The neighboring communities of Steelton and Highspire have long been linked by the school district and the success of the high school’s athletic programs. In staying true to themselves, the members of this year’s football team were very much playing for each other and their hometown.
“This state championship separates itself from the others, just because of all of the circumstances leading up to it,” said Erby. “There were so many things out of control around us. But from week to week, we found a way to get it done, at practices and at games. It wasn’t easy for grown men, and it wasn’t easy for young men. It was special because we made it through it.”
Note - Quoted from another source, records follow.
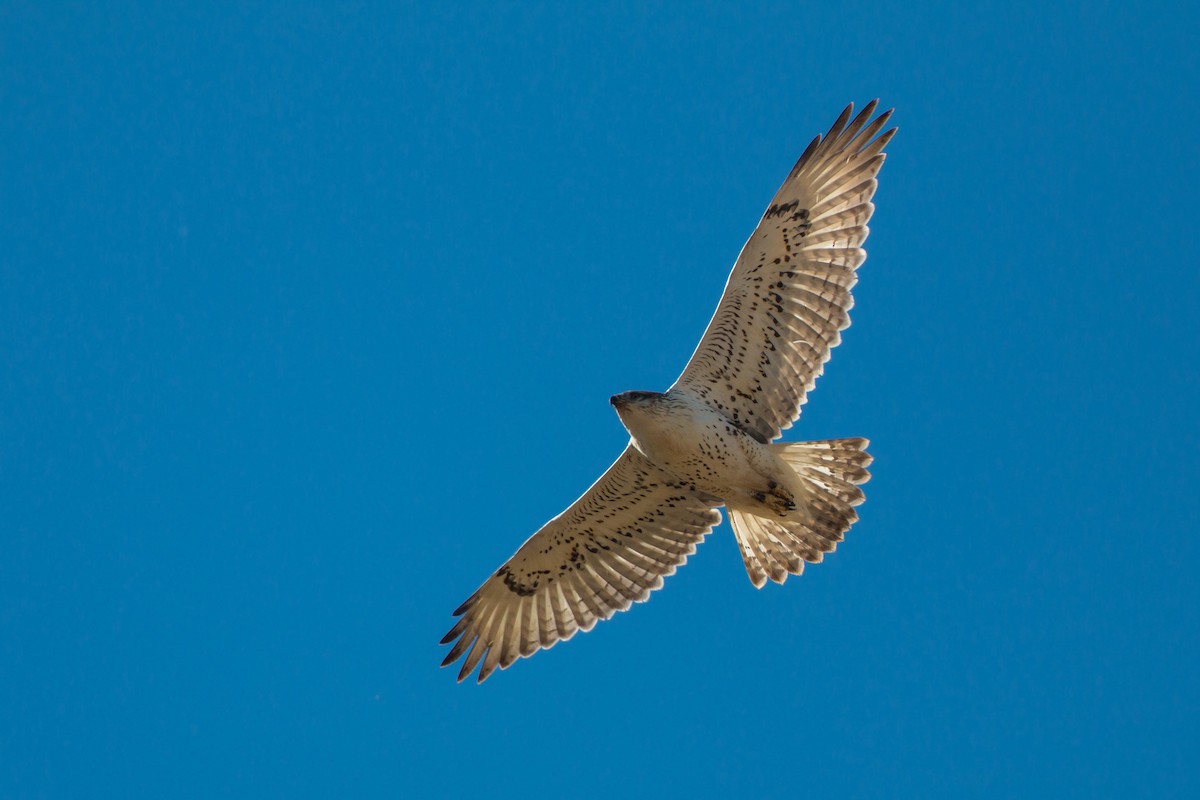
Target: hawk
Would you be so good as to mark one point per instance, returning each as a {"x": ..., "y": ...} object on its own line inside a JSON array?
[{"x": 707, "y": 441}]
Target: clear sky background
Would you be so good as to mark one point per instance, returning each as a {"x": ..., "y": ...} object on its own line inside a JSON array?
[{"x": 310, "y": 316}]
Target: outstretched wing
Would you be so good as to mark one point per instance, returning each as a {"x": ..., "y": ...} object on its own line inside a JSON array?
[
  {"x": 789, "y": 294},
  {"x": 611, "y": 547}
]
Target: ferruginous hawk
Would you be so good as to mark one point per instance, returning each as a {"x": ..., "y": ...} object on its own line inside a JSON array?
[{"x": 707, "y": 440}]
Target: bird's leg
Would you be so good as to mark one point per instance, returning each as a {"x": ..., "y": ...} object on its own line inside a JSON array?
[{"x": 777, "y": 498}]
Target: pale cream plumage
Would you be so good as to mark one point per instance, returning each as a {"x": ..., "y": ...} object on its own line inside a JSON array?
[{"x": 784, "y": 305}]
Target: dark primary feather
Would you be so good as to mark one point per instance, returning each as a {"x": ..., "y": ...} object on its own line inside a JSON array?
[
  {"x": 609, "y": 549},
  {"x": 789, "y": 294}
]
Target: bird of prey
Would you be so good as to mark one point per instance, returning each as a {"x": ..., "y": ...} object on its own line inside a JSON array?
[{"x": 707, "y": 441}]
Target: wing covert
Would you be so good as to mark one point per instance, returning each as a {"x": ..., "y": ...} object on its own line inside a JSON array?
[
  {"x": 789, "y": 295},
  {"x": 610, "y": 548}
]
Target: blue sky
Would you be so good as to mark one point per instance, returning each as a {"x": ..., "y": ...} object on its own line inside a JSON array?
[{"x": 310, "y": 314}]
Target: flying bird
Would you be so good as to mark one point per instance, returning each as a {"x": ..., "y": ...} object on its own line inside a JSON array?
[{"x": 707, "y": 441}]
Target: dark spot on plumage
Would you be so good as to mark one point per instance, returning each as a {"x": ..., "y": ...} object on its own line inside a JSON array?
[{"x": 780, "y": 209}]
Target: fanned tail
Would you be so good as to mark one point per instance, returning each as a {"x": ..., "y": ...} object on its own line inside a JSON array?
[{"x": 828, "y": 474}]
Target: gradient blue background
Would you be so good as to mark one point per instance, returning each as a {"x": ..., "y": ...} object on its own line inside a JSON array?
[{"x": 309, "y": 316}]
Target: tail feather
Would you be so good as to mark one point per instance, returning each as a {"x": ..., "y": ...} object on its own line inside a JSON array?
[{"x": 829, "y": 473}]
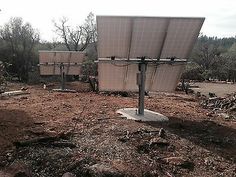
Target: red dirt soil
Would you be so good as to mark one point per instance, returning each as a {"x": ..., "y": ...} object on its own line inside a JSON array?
[{"x": 194, "y": 144}]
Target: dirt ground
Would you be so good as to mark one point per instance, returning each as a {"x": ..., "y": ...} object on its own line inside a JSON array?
[
  {"x": 220, "y": 89},
  {"x": 52, "y": 133}
]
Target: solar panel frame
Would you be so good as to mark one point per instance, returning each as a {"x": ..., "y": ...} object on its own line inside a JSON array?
[
  {"x": 113, "y": 29},
  {"x": 157, "y": 38}
]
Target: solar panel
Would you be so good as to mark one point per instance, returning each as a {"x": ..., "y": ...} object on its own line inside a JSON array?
[
  {"x": 153, "y": 37},
  {"x": 128, "y": 38},
  {"x": 121, "y": 76},
  {"x": 50, "y": 62}
]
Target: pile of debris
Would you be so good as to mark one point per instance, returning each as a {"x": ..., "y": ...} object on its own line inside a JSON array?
[{"x": 226, "y": 105}]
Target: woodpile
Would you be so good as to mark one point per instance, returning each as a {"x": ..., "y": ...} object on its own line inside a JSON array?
[{"x": 222, "y": 104}]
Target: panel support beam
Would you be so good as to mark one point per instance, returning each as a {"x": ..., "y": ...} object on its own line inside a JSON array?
[{"x": 141, "y": 84}]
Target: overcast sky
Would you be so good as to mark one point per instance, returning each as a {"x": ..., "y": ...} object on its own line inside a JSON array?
[{"x": 220, "y": 14}]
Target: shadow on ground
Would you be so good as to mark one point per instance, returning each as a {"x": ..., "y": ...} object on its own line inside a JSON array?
[
  {"x": 13, "y": 126},
  {"x": 214, "y": 137}
]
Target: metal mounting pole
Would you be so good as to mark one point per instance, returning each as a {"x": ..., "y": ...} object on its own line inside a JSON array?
[
  {"x": 62, "y": 76},
  {"x": 141, "y": 83}
]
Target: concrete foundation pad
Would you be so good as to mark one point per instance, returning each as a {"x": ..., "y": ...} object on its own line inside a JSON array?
[{"x": 131, "y": 113}]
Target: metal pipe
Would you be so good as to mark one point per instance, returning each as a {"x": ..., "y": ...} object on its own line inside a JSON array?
[{"x": 142, "y": 69}]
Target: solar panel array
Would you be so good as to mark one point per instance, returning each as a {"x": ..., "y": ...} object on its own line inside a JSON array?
[
  {"x": 129, "y": 38},
  {"x": 50, "y": 62},
  {"x": 153, "y": 37}
]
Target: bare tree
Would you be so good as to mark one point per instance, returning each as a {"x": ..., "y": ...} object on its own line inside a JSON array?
[
  {"x": 63, "y": 31},
  {"x": 81, "y": 36},
  {"x": 21, "y": 39}
]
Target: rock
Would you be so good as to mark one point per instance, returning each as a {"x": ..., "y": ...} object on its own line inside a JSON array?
[
  {"x": 4, "y": 174},
  {"x": 179, "y": 161},
  {"x": 158, "y": 141},
  {"x": 68, "y": 174},
  {"x": 162, "y": 133},
  {"x": 18, "y": 169},
  {"x": 100, "y": 170}
]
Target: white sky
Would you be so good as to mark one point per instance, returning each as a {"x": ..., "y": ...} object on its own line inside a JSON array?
[{"x": 220, "y": 14}]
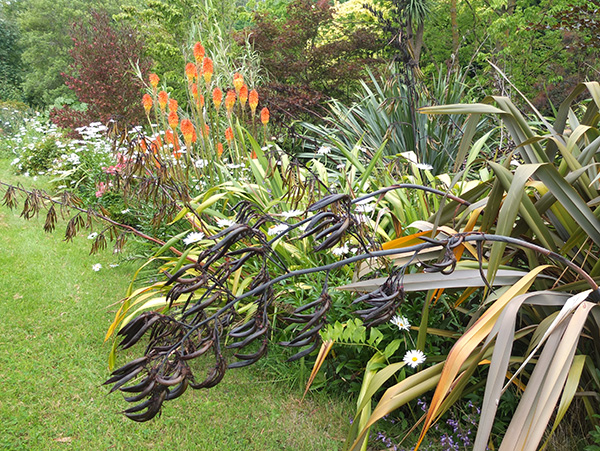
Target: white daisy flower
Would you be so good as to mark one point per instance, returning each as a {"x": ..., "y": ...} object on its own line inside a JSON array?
[
  {"x": 364, "y": 208},
  {"x": 340, "y": 250},
  {"x": 277, "y": 229},
  {"x": 225, "y": 222},
  {"x": 414, "y": 358},
  {"x": 425, "y": 167},
  {"x": 291, "y": 214},
  {"x": 193, "y": 237},
  {"x": 400, "y": 321}
]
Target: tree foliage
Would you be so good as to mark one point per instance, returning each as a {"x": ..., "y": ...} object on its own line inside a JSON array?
[
  {"x": 306, "y": 61},
  {"x": 45, "y": 38},
  {"x": 10, "y": 60},
  {"x": 102, "y": 74}
]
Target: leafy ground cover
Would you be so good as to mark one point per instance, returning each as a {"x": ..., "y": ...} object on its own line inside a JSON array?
[{"x": 55, "y": 310}]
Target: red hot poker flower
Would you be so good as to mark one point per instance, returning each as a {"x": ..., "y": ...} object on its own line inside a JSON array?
[
  {"x": 229, "y": 135},
  {"x": 147, "y": 102},
  {"x": 163, "y": 98},
  {"x": 230, "y": 101},
  {"x": 243, "y": 95},
  {"x": 154, "y": 81},
  {"x": 173, "y": 120},
  {"x": 217, "y": 97},
  {"x": 187, "y": 128},
  {"x": 190, "y": 72},
  {"x": 198, "y": 52},
  {"x": 207, "y": 70},
  {"x": 238, "y": 82},
  {"x": 264, "y": 116},
  {"x": 253, "y": 100}
]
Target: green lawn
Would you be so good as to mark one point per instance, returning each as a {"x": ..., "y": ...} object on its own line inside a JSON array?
[{"x": 54, "y": 312}]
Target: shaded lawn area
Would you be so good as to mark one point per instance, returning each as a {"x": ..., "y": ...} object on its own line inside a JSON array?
[{"x": 54, "y": 312}]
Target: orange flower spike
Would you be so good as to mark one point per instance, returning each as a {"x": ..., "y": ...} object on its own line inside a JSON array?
[
  {"x": 243, "y": 95},
  {"x": 253, "y": 100},
  {"x": 238, "y": 82},
  {"x": 229, "y": 135},
  {"x": 230, "y": 101},
  {"x": 264, "y": 116},
  {"x": 147, "y": 102},
  {"x": 207, "y": 70},
  {"x": 156, "y": 144},
  {"x": 187, "y": 128},
  {"x": 190, "y": 72},
  {"x": 163, "y": 98},
  {"x": 217, "y": 98},
  {"x": 154, "y": 81},
  {"x": 173, "y": 120},
  {"x": 198, "y": 52}
]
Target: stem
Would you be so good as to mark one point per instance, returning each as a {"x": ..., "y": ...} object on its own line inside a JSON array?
[{"x": 103, "y": 218}]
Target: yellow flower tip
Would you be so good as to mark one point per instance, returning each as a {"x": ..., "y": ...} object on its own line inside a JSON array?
[
  {"x": 243, "y": 95},
  {"x": 173, "y": 120},
  {"x": 154, "y": 80},
  {"x": 238, "y": 82},
  {"x": 163, "y": 98},
  {"x": 217, "y": 97},
  {"x": 198, "y": 52},
  {"x": 207, "y": 70},
  {"x": 190, "y": 72},
  {"x": 264, "y": 116},
  {"x": 229, "y": 135},
  {"x": 147, "y": 102},
  {"x": 187, "y": 128},
  {"x": 253, "y": 100},
  {"x": 230, "y": 100}
]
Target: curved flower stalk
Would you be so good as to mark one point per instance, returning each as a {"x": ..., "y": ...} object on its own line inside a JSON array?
[
  {"x": 204, "y": 129},
  {"x": 201, "y": 309}
]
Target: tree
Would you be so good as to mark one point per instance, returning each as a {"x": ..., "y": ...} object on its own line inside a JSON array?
[
  {"x": 10, "y": 60},
  {"x": 308, "y": 59},
  {"x": 45, "y": 39},
  {"x": 102, "y": 75}
]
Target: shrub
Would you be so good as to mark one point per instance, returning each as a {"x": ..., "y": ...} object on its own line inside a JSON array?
[
  {"x": 305, "y": 65},
  {"x": 102, "y": 74}
]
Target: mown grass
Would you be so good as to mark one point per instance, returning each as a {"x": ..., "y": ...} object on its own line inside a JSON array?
[{"x": 54, "y": 312}]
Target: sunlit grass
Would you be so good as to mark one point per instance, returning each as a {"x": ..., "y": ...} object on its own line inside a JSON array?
[{"x": 54, "y": 311}]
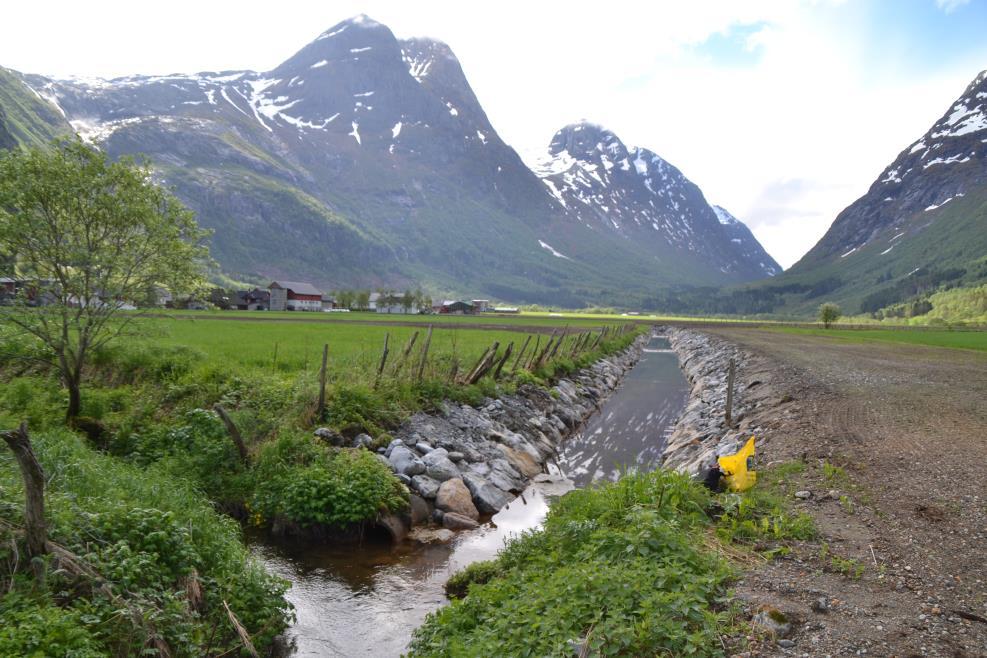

Every scholastic season in every high school sport is filled with adversity. This concept of “a perfect season” simply does not exist.
But what separates state champions from the pack is how they face adversity, how that adversity is handled. As time passes, that may be how the 2020 Steel-High Roller football team will be best remembered.
“I think what sticks out in my mind is how a group of kids were committed to ‘The Room,’” said Erby. “What that means is putting the team first and the community first. We had a special group of men who worked very hard. We were trying to do our best to stay safe, to make sure families were OK. We didn’t have one single case of COVID-19, and that just showed our kids did what they needed to do. It really did take a village.”
Certainly, Steel-High’s state championship will serve every member associated with the team well, moving forward. Overcoming adversity at an early age has a special way of preparing young men for the inevitable life challenges that the future holds.
“We look at ourselves as life coaches, not just football coaches,” concluded Erby. “I’m more than a football coach. These kids need us off the field. I thought my coaching staff did a great job of mentoring this season. A state championship was a bonus.”